Actress Scarlett Johansson |
Johannson did win a portion of the lawsuit she filed against the French publisher of the novel, but she prevailed on only one count of the suit and collected only a small portion of the amount she was demanding. According to The Guardian:
“All of Scarlett Johansson’s demands were rejected except one thing that was seen to be an attack in her private life over two relations that she never had,” Emmanuelle Allibert of the publishers J-C Lattès told the Guardian at the time. “All her other demands … were rejected, notably that there should be a ban on the book being translated or made into a film. We just have to cut out the bit about the affairs.”The novel's plot does sound rather interesting: a man begins a relationship with a woman he believes to be Johannson, only to learn that she is really just a Scarlett Johannson lookalike.

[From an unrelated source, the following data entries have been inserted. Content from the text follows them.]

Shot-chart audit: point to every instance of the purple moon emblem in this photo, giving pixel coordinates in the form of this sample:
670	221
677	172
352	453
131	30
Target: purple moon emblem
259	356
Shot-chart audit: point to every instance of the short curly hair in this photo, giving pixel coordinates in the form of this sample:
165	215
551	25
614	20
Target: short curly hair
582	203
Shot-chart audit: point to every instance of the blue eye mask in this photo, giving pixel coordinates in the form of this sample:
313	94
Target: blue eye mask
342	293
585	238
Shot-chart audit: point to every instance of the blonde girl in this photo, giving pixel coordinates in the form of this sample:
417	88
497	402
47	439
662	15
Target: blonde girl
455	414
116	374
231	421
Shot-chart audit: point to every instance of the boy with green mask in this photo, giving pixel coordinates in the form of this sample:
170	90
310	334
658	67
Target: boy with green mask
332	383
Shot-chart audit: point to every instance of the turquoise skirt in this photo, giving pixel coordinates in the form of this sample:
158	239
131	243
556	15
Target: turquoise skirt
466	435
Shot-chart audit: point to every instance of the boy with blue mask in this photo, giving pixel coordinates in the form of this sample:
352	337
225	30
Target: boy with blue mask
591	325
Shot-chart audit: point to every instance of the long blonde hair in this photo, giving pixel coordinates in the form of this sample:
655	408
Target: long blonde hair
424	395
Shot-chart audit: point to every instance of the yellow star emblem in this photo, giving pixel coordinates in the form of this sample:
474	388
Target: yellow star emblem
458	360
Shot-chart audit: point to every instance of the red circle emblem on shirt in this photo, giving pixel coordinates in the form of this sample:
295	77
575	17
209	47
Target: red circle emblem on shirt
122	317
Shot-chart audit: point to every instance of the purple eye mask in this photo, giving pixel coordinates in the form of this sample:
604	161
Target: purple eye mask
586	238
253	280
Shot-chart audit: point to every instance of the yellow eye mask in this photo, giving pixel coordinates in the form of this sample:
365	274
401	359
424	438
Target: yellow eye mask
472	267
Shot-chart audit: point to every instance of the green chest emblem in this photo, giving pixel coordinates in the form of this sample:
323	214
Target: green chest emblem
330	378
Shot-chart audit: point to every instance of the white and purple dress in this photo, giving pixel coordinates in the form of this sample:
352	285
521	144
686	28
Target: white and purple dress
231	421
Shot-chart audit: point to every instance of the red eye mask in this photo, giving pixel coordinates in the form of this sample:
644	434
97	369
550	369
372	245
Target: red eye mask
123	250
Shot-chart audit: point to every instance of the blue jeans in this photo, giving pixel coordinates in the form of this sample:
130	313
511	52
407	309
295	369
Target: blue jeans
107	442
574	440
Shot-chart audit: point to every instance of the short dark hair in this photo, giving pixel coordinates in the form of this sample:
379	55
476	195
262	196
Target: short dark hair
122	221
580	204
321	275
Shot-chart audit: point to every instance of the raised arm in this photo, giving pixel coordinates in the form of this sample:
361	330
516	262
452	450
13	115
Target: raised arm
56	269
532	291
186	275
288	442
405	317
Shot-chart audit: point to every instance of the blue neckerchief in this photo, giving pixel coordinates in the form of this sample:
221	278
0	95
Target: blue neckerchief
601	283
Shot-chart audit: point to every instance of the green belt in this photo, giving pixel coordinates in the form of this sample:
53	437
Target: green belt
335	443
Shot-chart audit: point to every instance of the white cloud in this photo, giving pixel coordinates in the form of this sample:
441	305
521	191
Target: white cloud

Delacourt describes his novel this way:
“So I asked myself, as an old advertiser, a young writer, and a father of a normal age, what we were doing to our children to stop them liking themselves as they were. And I suspected that appearances (fashion, models, actors) had become a more important model than what is inside.”So what do you think? Should writers be allowed to use real celebrities as fictional characters in their books, novels in which they can place those celebrities into whatever positions or circumstances they believe move the story along? The judge in Johannson's lawsuit did, in fact, rule that she was defamed by the book but he also ruled that the book can be translated and published around the world. Is he right?